First, I was intrigued by the Native American name. Looking for its meaning, I found out that it is a mispronunciation of a Native American word referring to the location of a spring of fresh water that was used by the first travelers as a rest stop on the trail that ran along the river. Poughkeepsie is derived from ”uppuqui ipis ing”, uppuqui pronounced oo-poo-kee, and it means ”the reed-covered lodge by the little water-place”. [source]
Then, came an episode of the ”Great American Railroad Journeys”, a BBC travel documentary in which Michael Portillo crosses the United States by train using an 1879 copy of Appleton’s Guidebook. In this episode, Portillo makes a stop on his way to Albany, to walk across the former Poughkeepsie-Highland Railroad Bridge, built in 1889.
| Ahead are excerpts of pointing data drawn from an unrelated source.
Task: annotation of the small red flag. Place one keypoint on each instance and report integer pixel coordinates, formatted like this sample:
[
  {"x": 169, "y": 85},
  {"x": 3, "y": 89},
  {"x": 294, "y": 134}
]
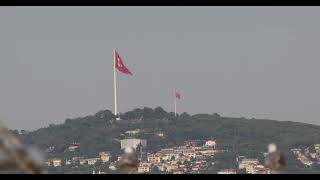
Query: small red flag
[
  {"x": 119, "y": 64},
  {"x": 178, "y": 95}
]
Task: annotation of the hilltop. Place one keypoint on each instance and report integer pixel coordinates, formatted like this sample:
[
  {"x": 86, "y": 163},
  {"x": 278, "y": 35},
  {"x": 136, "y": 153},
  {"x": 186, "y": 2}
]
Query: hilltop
[{"x": 241, "y": 136}]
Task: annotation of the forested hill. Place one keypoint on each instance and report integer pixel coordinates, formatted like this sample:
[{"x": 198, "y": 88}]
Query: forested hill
[{"x": 244, "y": 136}]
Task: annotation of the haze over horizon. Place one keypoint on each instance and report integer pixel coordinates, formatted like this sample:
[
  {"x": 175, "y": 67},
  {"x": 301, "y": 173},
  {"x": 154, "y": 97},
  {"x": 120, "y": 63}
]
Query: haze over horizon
[{"x": 261, "y": 62}]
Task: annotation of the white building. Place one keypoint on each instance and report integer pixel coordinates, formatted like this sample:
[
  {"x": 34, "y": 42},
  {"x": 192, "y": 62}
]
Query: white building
[
  {"x": 227, "y": 171},
  {"x": 104, "y": 156},
  {"x": 92, "y": 161},
  {"x": 133, "y": 132},
  {"x": 133, "y": 143},
  {"x": 210, "y": 143},
  {"x": 244, "y": 163},
  {"x": 56, "y": 162},
  {"x": 144, "y": 167}
]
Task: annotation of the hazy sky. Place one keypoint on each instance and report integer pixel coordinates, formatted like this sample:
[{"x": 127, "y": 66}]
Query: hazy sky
[{"x": 56, "y": 62}]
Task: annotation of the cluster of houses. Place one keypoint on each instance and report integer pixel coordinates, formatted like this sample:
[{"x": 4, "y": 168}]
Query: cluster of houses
[
  {"x": 103, "y": 157},
  {"x": 306, "y": 156},
  {"x": 251, "y": 166},
  {"x": 189, "y": 158}
]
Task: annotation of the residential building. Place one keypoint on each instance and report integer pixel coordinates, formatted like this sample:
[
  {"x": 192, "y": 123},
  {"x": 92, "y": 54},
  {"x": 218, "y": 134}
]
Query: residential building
[
  {"x": 56, "y": 162},
  {"x": 227, "y": 171}
]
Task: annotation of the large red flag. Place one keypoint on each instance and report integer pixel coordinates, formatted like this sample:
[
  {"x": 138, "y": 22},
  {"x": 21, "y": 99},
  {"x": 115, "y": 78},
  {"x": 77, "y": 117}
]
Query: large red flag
[
  {"x": 178, "y": 95},
  {"x": 119, "y": 64}
]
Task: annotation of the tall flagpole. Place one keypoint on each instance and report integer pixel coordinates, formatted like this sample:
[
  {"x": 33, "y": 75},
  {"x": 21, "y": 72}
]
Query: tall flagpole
[
  {"x": 175, "y": 103},
  {"x": 115, "y": 83}
]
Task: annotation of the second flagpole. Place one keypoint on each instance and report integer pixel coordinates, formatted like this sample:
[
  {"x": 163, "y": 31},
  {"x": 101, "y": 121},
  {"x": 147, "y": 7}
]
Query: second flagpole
[
  {"x": 115, "y": 83},
  {"x": 175, "y": 103}
]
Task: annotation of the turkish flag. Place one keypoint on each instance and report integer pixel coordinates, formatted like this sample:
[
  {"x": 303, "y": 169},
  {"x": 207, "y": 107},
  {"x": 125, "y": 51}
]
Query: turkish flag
[
  {"x": 119, "y": 64},
  {"x": 178, "y": 95}
]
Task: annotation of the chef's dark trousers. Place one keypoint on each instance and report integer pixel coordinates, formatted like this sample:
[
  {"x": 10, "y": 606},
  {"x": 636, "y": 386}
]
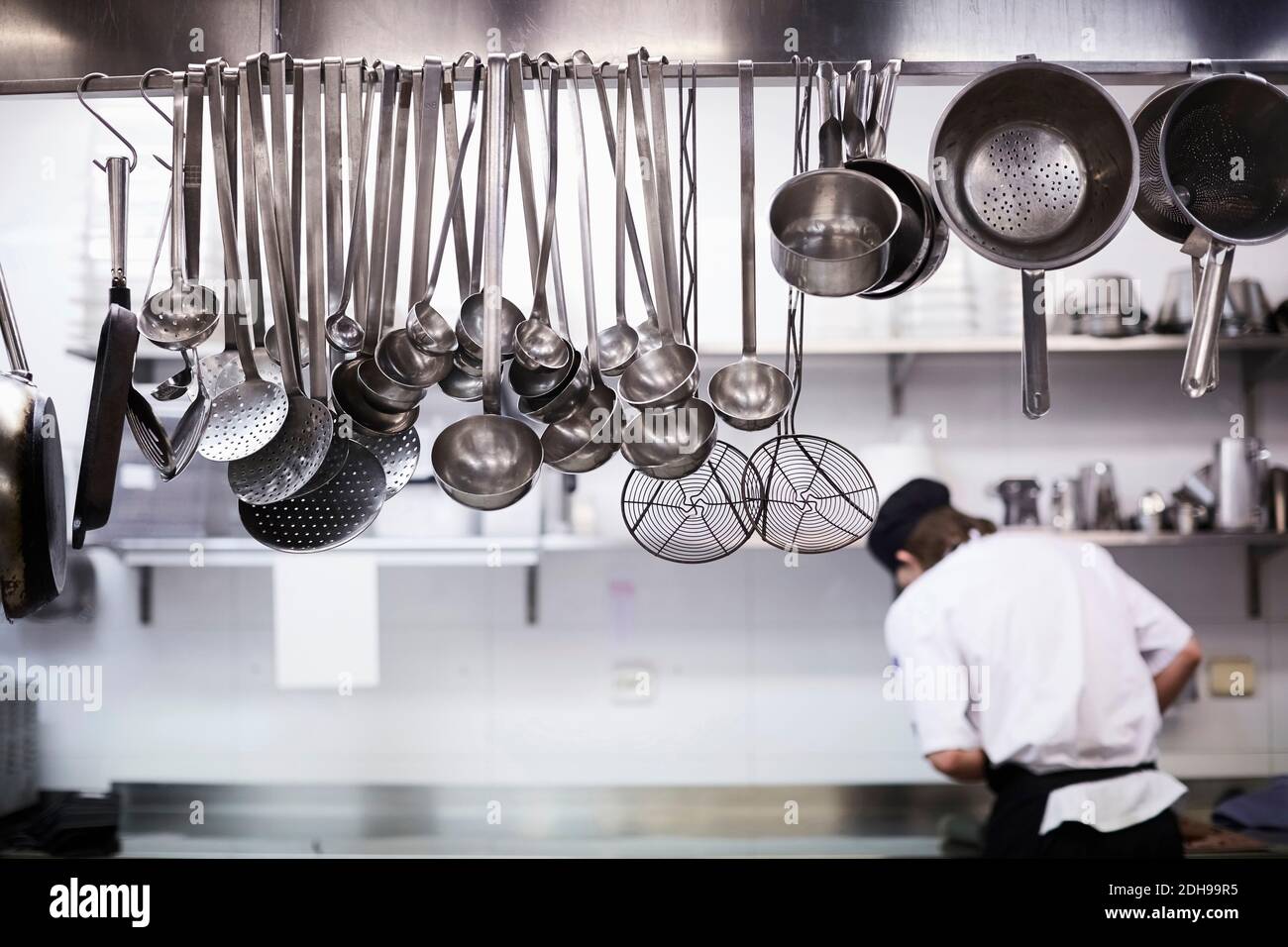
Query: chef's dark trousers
[{"x": 1020, "y": 804}]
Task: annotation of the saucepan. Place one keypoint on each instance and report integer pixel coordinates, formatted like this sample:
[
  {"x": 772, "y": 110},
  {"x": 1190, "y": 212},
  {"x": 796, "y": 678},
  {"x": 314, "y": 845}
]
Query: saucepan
[{"x": 831, "y": 228}]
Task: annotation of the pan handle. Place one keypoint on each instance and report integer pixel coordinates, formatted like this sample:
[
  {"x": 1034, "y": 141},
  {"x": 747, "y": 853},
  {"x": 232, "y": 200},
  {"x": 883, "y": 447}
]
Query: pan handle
[
  {"x": 9, "y": 330},
  {"x": 831, "y": 137},
  {"x": 1201, "y": 355},
  {"x": 1033, "y": 352}
]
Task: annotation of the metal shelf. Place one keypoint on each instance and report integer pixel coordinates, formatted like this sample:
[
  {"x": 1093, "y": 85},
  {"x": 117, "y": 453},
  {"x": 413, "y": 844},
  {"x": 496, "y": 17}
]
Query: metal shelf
[
  {"x": 917, "y": 72},
  {"x": 1257, "y": 354}
]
In Appleton’s time the bridge existed on paper only but, just ten years later there it was, the first Hudson River rail crossing north of New York City, intended to move mostly freight from Midwest to New England. In peak times, as many as 50 trains a day used to cross the bridge, but by 1974, when it was destroyed by fire, the traffic had dropped to one train a day.
The fire may have been extinguished but the damaged bridge remained closed, in disrepair for 35 years, until October 2009 when it was reopened as Walkway Over the Hudson with funding by the State and Federal government bodies responsible for historic preservation, private philanthropic organisations, but mainly the initiative and extensive support by local residents.
At 1,28 miles – just over 2 km long, it claims the first place as the longest, elevated pedestrian bridge in the world. Open daily from 7 am to sunset, easily reached from Manhattan: a two-hour trip running mostly alongside the Hudson, on Metro-North from Grand Central Terminal.
Attention, however, you need to plan accordingly: except for the obvious breezy conditions one may expect on a bridge, it can get really hot (as in boiling) on this particular one. There is nowhere to hide from the sun and relief will come only once you’ve crossed on either side and especially Highland, where the Hudson Valley Rail Trail continues for miles under the welcome leafy shade.